Performance Validation Testing

This class is utilized to perform thorough testing on GAIuS Agents. Performance Validation Testing (PVT) has three test types:

  • Classification

  • Emotive Value

  • Emotive Polarity

Performance Validation Test

class ia.gaius.pvt.PerformanceValidationTest(agent: AgentClient, ingress_nodes: list, query_nodes: list, num_of_tests: int, pct_of_ds: float, pct_res_4_train: float, test_type: str, dataset_location: str = 'filepath', results_filepath=None, ds_filepath: str | None = None, test_prediction_strategy='continuous', clear_all_memory_before_training: bool = True, turn_prediction_off_during_training: bool = False, shuffle: bool = False, sio=None, task=None, user_id: str | None = None, mongo_db=None, dataset_info: dict | None = None, test_id=None, test_configuration: dict = {}, socket_channel: str = 'pvt_status', QUIET: bool = False)

Bases: object

Performance Validation Test (PVT) - Splits a GDF folder into training and testing sets. Based on the test type certain visualizations will be produced.

Test types:

  • Classification

  • Emotive Value

  • Emotives Polarity

__init__(agent: AgentClient, ingress_nodes: list, query_nodes: list, num_of_tests: int, pct_of_ds: float, pct_res_4_train: float, test_type: str, dataset_location: str = 'filepath', results_filepath=None, ds_filepath: str | None = None, test_prediction_strategy='continuous', clear_all_memory_before_training: bool = True, turn_prediction_off_during_training: bool = False, shuffle: bool = False, sio=None, task=None, user_id: str | None = None, mongo_db=None, dataset_info: dict | None = None, test_id=None, test_configuration: dict = {}, socket_channel: str = 'pvt_status', QUIET: bool = False)

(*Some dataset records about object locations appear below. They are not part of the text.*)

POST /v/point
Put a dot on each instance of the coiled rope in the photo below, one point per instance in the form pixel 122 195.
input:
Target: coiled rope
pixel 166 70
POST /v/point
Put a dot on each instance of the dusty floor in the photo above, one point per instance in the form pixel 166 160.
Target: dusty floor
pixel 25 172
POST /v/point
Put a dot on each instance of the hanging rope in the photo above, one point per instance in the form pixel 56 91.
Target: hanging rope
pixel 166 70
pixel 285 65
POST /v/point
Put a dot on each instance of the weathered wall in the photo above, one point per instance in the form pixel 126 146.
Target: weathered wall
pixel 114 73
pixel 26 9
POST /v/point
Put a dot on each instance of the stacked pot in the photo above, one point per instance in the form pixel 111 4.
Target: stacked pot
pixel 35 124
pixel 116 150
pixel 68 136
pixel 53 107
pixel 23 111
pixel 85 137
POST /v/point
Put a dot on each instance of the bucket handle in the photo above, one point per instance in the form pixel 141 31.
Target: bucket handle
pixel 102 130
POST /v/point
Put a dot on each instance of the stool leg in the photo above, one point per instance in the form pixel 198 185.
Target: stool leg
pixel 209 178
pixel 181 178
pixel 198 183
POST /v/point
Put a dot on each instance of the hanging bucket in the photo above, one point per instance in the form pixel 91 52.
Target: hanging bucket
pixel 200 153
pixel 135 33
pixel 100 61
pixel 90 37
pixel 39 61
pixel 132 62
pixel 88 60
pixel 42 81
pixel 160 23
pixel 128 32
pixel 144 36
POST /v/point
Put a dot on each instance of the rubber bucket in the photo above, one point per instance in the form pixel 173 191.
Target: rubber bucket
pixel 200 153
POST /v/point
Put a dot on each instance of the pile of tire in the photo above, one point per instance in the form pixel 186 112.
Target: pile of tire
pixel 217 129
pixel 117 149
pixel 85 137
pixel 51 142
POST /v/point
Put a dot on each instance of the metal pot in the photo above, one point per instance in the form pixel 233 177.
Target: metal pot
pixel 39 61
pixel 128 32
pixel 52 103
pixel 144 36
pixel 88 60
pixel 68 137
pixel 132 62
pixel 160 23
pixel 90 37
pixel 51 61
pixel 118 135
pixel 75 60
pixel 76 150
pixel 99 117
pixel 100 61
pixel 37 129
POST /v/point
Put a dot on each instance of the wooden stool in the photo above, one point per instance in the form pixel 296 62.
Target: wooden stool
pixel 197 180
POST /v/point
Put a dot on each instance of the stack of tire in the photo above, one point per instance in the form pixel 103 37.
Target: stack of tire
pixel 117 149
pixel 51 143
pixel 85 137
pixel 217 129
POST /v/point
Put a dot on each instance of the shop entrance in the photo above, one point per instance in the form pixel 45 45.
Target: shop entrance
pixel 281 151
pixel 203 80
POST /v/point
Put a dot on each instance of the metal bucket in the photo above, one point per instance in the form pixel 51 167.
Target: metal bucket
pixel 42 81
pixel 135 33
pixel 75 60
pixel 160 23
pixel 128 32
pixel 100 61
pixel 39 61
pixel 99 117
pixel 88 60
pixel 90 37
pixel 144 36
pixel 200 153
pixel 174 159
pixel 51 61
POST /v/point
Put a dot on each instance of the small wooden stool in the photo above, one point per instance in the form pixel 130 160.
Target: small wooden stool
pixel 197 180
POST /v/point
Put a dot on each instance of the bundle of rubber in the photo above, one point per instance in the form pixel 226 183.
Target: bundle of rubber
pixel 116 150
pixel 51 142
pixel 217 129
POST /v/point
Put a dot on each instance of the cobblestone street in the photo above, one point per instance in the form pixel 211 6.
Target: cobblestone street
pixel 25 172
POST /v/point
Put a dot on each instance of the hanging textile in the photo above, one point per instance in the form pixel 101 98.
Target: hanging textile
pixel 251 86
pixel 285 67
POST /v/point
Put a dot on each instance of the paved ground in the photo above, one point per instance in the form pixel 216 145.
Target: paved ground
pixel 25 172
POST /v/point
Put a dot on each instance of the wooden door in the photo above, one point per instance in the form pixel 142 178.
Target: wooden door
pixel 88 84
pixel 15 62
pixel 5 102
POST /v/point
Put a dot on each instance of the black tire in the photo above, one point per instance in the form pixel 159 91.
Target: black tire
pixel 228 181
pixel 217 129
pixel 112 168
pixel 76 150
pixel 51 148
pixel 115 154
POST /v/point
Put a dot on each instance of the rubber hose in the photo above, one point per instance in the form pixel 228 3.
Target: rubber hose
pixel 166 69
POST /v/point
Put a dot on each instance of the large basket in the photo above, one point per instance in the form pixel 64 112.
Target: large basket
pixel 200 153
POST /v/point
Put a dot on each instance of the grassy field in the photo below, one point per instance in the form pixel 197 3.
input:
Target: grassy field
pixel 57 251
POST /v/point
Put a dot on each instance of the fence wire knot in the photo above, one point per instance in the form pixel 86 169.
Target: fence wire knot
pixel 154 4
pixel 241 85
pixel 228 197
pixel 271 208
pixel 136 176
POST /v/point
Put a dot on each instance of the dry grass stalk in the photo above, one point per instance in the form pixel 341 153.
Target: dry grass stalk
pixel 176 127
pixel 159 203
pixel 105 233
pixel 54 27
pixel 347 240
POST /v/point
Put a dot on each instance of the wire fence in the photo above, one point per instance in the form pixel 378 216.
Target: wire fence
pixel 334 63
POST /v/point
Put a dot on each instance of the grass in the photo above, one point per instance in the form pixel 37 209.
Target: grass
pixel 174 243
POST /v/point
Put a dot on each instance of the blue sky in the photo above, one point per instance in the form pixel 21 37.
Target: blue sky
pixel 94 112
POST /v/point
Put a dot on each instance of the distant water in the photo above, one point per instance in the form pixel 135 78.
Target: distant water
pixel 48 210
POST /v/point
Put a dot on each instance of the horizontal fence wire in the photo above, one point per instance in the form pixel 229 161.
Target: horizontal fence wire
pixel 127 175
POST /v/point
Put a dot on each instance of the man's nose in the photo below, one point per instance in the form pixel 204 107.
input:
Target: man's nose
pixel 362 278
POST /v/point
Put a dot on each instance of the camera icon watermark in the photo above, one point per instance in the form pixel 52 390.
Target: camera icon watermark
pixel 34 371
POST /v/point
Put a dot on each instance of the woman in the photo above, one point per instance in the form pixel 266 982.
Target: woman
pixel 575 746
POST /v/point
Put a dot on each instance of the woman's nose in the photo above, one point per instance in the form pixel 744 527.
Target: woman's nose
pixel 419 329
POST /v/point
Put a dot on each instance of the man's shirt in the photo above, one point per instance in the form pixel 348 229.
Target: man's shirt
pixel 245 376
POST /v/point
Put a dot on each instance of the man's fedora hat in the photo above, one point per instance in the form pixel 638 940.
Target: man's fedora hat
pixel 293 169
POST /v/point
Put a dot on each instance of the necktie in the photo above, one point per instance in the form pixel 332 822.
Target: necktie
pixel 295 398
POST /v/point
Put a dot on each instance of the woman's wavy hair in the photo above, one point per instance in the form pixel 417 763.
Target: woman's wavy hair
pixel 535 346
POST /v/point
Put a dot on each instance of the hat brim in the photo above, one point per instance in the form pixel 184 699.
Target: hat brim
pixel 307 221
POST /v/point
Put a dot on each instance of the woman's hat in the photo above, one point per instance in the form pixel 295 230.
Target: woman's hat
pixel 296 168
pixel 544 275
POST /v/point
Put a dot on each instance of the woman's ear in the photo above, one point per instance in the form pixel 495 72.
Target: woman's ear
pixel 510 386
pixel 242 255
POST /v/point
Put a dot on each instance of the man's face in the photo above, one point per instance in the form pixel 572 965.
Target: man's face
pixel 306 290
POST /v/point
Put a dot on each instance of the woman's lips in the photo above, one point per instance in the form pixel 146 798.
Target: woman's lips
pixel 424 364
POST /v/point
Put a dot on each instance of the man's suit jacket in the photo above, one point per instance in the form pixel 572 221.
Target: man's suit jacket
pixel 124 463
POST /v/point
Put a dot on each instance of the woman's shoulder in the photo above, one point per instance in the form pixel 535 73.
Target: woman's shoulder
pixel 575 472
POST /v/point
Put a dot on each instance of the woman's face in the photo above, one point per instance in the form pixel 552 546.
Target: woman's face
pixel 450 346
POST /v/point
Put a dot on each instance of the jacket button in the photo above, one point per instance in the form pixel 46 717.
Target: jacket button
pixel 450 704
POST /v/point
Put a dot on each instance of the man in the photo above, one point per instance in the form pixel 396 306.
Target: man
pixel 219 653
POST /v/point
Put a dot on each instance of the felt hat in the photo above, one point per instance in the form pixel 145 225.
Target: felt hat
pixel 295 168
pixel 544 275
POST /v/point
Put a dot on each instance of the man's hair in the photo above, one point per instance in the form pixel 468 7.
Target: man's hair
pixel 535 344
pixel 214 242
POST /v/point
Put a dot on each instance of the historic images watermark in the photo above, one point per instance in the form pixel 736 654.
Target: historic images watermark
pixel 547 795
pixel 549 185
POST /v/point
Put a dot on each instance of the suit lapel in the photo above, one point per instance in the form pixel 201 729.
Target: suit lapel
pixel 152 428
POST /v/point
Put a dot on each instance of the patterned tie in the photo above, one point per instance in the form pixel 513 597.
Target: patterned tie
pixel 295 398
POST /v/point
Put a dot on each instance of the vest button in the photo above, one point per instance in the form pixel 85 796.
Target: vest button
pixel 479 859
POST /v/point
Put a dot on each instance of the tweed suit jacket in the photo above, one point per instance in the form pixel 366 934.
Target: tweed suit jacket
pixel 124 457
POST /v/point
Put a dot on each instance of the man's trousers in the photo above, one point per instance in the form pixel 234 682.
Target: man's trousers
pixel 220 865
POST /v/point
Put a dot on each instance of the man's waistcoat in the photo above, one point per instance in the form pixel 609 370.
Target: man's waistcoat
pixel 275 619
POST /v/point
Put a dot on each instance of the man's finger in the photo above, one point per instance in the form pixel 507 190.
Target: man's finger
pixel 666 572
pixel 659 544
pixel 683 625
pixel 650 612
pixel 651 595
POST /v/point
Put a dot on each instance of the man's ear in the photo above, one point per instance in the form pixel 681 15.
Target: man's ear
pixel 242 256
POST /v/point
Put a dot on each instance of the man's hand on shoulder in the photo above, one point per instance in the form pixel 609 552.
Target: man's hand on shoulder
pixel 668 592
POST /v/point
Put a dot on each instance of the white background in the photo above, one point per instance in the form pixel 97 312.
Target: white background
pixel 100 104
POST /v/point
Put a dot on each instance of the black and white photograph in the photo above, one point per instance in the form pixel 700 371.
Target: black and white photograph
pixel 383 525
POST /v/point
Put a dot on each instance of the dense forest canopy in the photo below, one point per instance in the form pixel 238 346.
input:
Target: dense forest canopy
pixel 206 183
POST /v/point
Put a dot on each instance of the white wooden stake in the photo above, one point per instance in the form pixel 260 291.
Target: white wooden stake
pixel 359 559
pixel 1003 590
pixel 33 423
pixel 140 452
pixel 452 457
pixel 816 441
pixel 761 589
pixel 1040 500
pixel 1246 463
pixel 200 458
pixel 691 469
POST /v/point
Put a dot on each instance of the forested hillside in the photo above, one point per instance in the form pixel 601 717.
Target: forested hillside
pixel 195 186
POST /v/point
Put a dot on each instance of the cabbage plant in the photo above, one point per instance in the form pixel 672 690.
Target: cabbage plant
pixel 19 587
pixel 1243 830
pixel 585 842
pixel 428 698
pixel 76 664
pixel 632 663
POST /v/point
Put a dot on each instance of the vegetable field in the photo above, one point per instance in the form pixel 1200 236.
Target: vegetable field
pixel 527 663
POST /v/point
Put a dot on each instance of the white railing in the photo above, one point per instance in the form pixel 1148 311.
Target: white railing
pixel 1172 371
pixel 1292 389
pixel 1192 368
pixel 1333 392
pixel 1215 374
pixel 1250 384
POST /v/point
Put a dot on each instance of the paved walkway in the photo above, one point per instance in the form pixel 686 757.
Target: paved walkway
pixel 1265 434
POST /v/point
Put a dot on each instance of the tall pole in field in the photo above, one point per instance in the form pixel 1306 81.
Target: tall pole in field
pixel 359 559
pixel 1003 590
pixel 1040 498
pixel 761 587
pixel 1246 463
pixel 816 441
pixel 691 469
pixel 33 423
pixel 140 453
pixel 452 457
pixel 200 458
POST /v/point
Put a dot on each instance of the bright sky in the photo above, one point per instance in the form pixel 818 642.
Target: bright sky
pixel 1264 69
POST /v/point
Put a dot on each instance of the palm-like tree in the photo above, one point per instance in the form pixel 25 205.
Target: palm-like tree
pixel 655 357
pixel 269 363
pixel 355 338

Initialize the PVT object with all required parameters for execution

Parameters:
  • agent (AgentClient) – GAIuS Agent to use for trainings

  • ingress_nodes (list) – Ingress nodes for the GAIuS Agent (see ia.gaius.agent_client.AgentClient.set_query_nodes())

  • query_nodes (list) – Query nodes for the GAIuS Agent (see ia.gaius.agent_client.AgentClient.set_query_nodes())

  • num_of_tests (int) – Number of test iterations to complete

  • pct_of_ds (float) – Percent of the dataset to use for PVT (overall)

  • pct_res_4_train (float) – Percent of the dataset to be reserved for training

  • test_type (str) – classification, emotives_value, or emotives_polarity

  • dataset_location (str) – Location of dataset to utilise, “mongodb”, or “filepath”

  • results_filepath (_type_) – Where to store PVT results

  • ds_filepath (str) – Path to the directory containing training GDFs

  • test_prediction_strategy (str, optional) – _description_. Defaults to “continuous”.

  • clear_all_memory_before_training (bool, optional) – Whether the GAIuS agent’s memory should be cleared before each training. Defaults to True.

  • turn_prediction_off_during_training (bool, optional) – Whether predictions should be disabled during training to reduce computational load. Defaults to False.

  • shuffle (bool, optional) – Whether dataset should be shuffled before each test iteration. Defaults to False.

  • sio (_type_, optional) – SocketIO object to emit information on. Defaults to None.

  • task (_type_, optional) – Celery details to emit information about. Defaults to None.

  • user_id (str, optional) – user_id to emit information to on SocketIO. Defaults to ‘’.

  • mongo_db (pymongo.MongoClient, optional) – MongoDB where dataset should be retrieved from

  • dataset_info (dict, optional) – information about how to retrieve dataset, used for MongoDB query. If dataset_location is mongodb, this must have the user_id, dataset_id, results_collection, logs_collection, and data_files_collection_name keys

  • test_id (str, optional) – unique identifier to be sent with messages about this test. Also used for storing to mongodb

  • test_configuration (dict, optional) – dictionary storing additional metadata about test configuration, to be saved in mongodb with test results

  • socket_channel (str, optional) – SocketIO channel to broadcast results on. Defaults to ‘pvt_status’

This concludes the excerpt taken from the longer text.